Hong Kong after Belcher and Collinson
- Hong Kong.
- BELCHER, Admiral Sir Edward and COLLINSON, Lieutenant R.E.
- Publication date
- 144 by 212mm. (5.75 by 8.25 inches).
A chart of Hong Kong drawn after Capt. Sir Edward Belcher's important survey of 1841, the first British survey of Hong Kong harbour; and the land survey by Lt. Collinson R.E. (Lt. Richard Collinson's brother) of 1846.
The chart shows the whole of Hong Kong island, the Kowloon peninsula, part of the adjacent island of Lan Tao, Peng Chau, Hei Ling Chau, Lamma, Sheung Sze Mun, Po Toi and Tung Lung Chau.
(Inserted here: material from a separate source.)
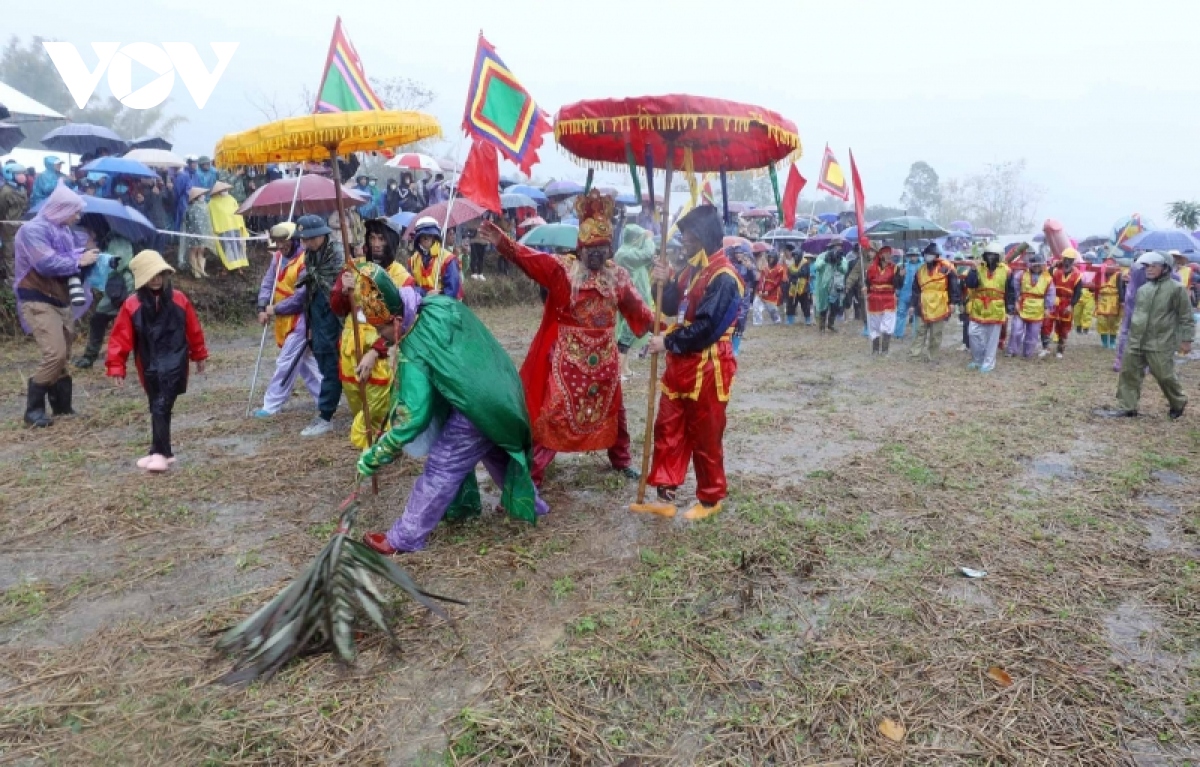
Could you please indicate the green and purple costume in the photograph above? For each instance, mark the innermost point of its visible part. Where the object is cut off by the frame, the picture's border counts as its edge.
(457, 393)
The British Hydrographic Office was founded in 1795 by George III, who appointed Alexander Dalrymple as the first Hydrographer to the Admiralty. The first charts were produced in 1800. Unlike the U.S. Coast Survey, the Hydrographic Office was given permission to sell charts to the public and they produced a great number of sea charts covering every corner of the globe. Most of the Admiralty charts produced by the Hydrographic Office delineated coastline as well as high and low water marks and record depth of water as established by soundings. In addition, these charts included information on shoals, reefs, and other navigational hazards that plagued mariners across the world. Thanks to the innovations of Sir Francis Beaufort, who developed the Beaufort Scale of wind strength, the British Hydrographic Office became one of the leading producers of sea charts.
Sir Edward Belcher (1799-1877) was a surveyor for the Hydrographic office, and published his Narrative of a Voyage round the World performed in HMS Sulphur during the years 1836-1842 after his involvement in the First China War and the capture of Hong Kong. He rose steadily through the officer class and became admiral in 1872.
Collinson's survey (1842-1846) was the first complete scientific survey of the Chinese coast, and his work would become the template for all subsequent charts.